711. Castiglione, Baldassarre a Calandra, Giovan Giacomo

Roma (RM), 24 ottobre 1521

Quanto ch'io posso mandare del debito mio come ho detto nella lettera, [1] è poco, per haver perso il mio libretto, ma rimettomj alla thesaureria. Li ult.i denarj forno datj dal Conte Annibal Rangone, 50 roverini in nome del S.r Aluyso suo cugnato: e questo fu ciò è quel dì ch'io li hebbi, a XXVIIJ de Maggio. [2] P.a havevo hauto dal homo del S.r Aluyso che se dimanda Franc.o Ciaccio, qui in Roma sesanta otto roverinj, 39 baiochj, et voi me scrivevate che erano settantacinque ducatj a 93 soldj per ducato, e che de questi ne dovesse dare al S.r Io. Thomasso Tucca XXV. [3] Io glie ne diedi 24 credo larghi, ma so ben che erano d'oro in oro. Hebbi dopoi remessimi qui che se dovessero dare a Mantua a m. Mario Carazolo dodecj ducatj d'oro larghj.
[4] Ho poi hauti delli denarj che mi erano in mano del Ill.mo S.r nostro di commissione di Sua Ex.tia per vostre lettere ducatj ducento d'oro larghi.

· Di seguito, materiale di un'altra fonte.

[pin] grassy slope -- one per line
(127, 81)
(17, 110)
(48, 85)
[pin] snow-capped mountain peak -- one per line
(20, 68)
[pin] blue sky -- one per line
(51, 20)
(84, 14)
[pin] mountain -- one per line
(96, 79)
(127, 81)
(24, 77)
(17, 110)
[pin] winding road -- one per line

Poi hebbi delli medesimj denarj 550 ducatj d'oro larghj per fare parte de la mia compagnia qui in Roma. [5] E di questi spesi in homini d'arme come appare per la lista ch'io mandai allo Ill.mo S.r nostro trecento et 93 ducati d'oro larghi; in un cavallaro che portò una parte del quartiero a Sua Ex.tia, vintitrè d'oro larghi che vol dire 416. [6] Di modo che a questo cunto io remarrei debitore cento e 34 ducatj et vinti altri et otto carlinj che me restituì un mio homo d'arme che non poté cavalchare, che serebbeno 154 e otto carlinj.

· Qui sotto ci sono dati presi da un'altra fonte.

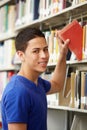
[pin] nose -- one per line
(43, 54)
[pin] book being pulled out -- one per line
(74, 32)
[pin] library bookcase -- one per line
(61, 116)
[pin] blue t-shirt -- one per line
(25, 102)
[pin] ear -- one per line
(21, 55)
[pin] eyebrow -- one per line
(40, 48)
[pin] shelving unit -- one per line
(3, 2)
(59, 117)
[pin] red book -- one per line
(74, 32)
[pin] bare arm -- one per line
(57, 80)
(17, 126)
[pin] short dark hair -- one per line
(26, 35)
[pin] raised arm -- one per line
(57, 80)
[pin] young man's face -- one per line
(36, 55)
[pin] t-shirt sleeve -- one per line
(46, 84)
(16, 106)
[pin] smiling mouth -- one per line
(43, 63)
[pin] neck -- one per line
(29, 75)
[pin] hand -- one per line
(63, 46)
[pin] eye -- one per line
(45, 49)
(36, 51)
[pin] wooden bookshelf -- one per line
(3, 2)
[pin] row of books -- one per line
(77, 89)
(7, 18)
(25, 11)
(74, 31)
(74, 93)
(4, 79)
(7, 52)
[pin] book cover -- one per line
(74, 32)
(82, 89)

[7] Io voglio pur farvi vedere che sono bono abacchista, ma un poco mal ordinato. E per quanto io trovo ho pagato dopoi che sono in Roma, fin alli XX di luglio in fitto di case, 72 ducatj e sei di letti. Delle spese mo', le bocche sono state, e sono assai; li cavallarj che sono venuti innanti e in drieto non li dico; cavalli pur sempre sette o otto o nove.

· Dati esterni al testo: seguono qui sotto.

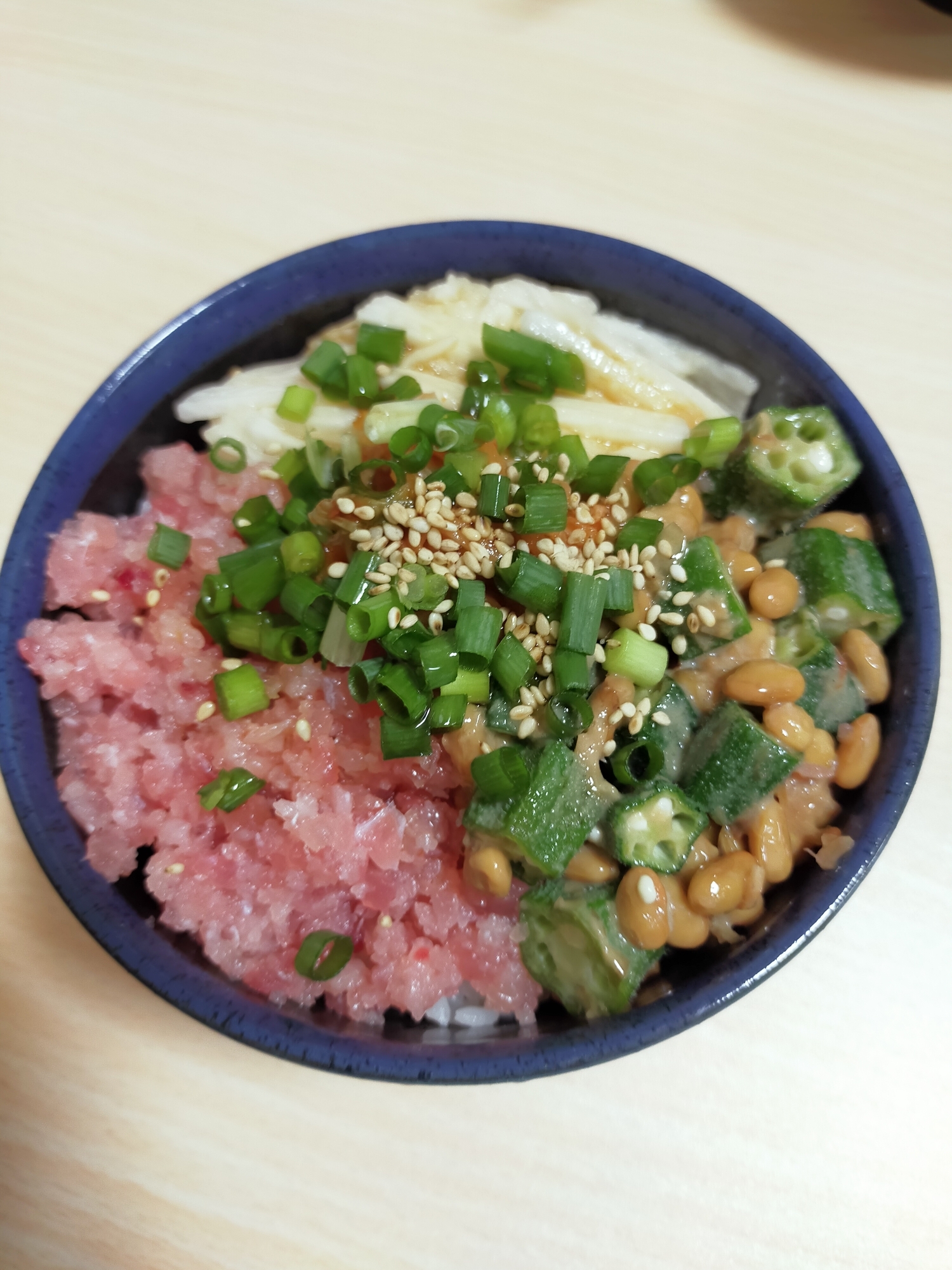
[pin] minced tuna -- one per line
(340, 839)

[8] Io vorrei che quelli cunti primj mi si saldassero, et a cunto della provisione me se mettessero quelli ult.i ch'io ho hautj. Vero è che io ancor sono debitore in sin a quello tempo di quellj 70 che ve scrivo, li quali se si mi pagassero, in nome de Dio; se non non dirò altro. [9] Questa è la somma. Desidero haver la risposta di questa, la quale non dirò che facciate di vostra mano ma di mano del vostro. Altro non dirò se non che a voi di core mi raco.do.
In Roma, alli XXIIIJ de Ottobre MDXXI. ||

Copialettere, non autografa. Mantova (MN), Archivio di Stato, Archivio Castiglioni, Serie II, busta 23, ms. E, cc. 1-3.